Embodiment 1-2 to embodiment 1-5
The reagent type and dosage in (2) precultivation medium are changed the step, observation different additive combination is to preculture
The influence of stem section melting brown rate and growing state.The precultivation medium that each embodiment uses is with MS+0.5mg/L 6-BA+
Based on 0.5mg/L NAA+2.0mg/L KT, other cultural methods the results are shown in Table 1 with embodiment 1-1.
Table 1
As can be seen from Table 1, compared with embodiment 1-1, change the additional amount of PVP and active carbon, cover mulberry preculture stem section
Melting brown rate is risen, the decline of ratio shared by normal stem section.Illustrate that PVP and active carbon, which is added, is able to suppress browning.
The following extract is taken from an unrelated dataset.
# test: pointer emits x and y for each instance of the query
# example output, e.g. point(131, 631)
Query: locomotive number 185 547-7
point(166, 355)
Embodiment 2-1 to embodiment 2-27
It changes the step the dosage of the colchicine in pre-incubation time and step (3) induced medium in (2) and lures
Lead incubation time.Chromosome Analysis is carried out after Fiber differentiation and Multiplying culture, and Multiple Buds are determined using flow cytometer
Chromosome number, and the tetraploid in Multiple Buds and chimera percentage is calculated.Other cultural methods are the same as embodiment 1-
1, it the results are shown in Table 2.
Table 2
As can be seen from Table 2, pre-incubation time and Fiber differentiation overlong time or too short, are unable to get tetraploid.Meanwhile
When the additional amount of colchicine 20~50mg/L change when, also will affect tetraploid proportion.Therefore by pre-incubation time
It is controlled at 3 days with the Fiber differentiation time, and colchicine concentration is controlled in 30mg/L, can obtained in the stem section after induction
To the higher tetraploid of ratio.
The above description is merely a specific embodiment, but scope of protection of the present invention is not limited thereto, any
Those familiar with the art in the technical scope disclosed by the present invention, can easily think of the change or the replacement, and should all contain
Lid is within protection scope of the present invention.Therefore, protection scope of the present invention should be based on the protection scope of the described claims.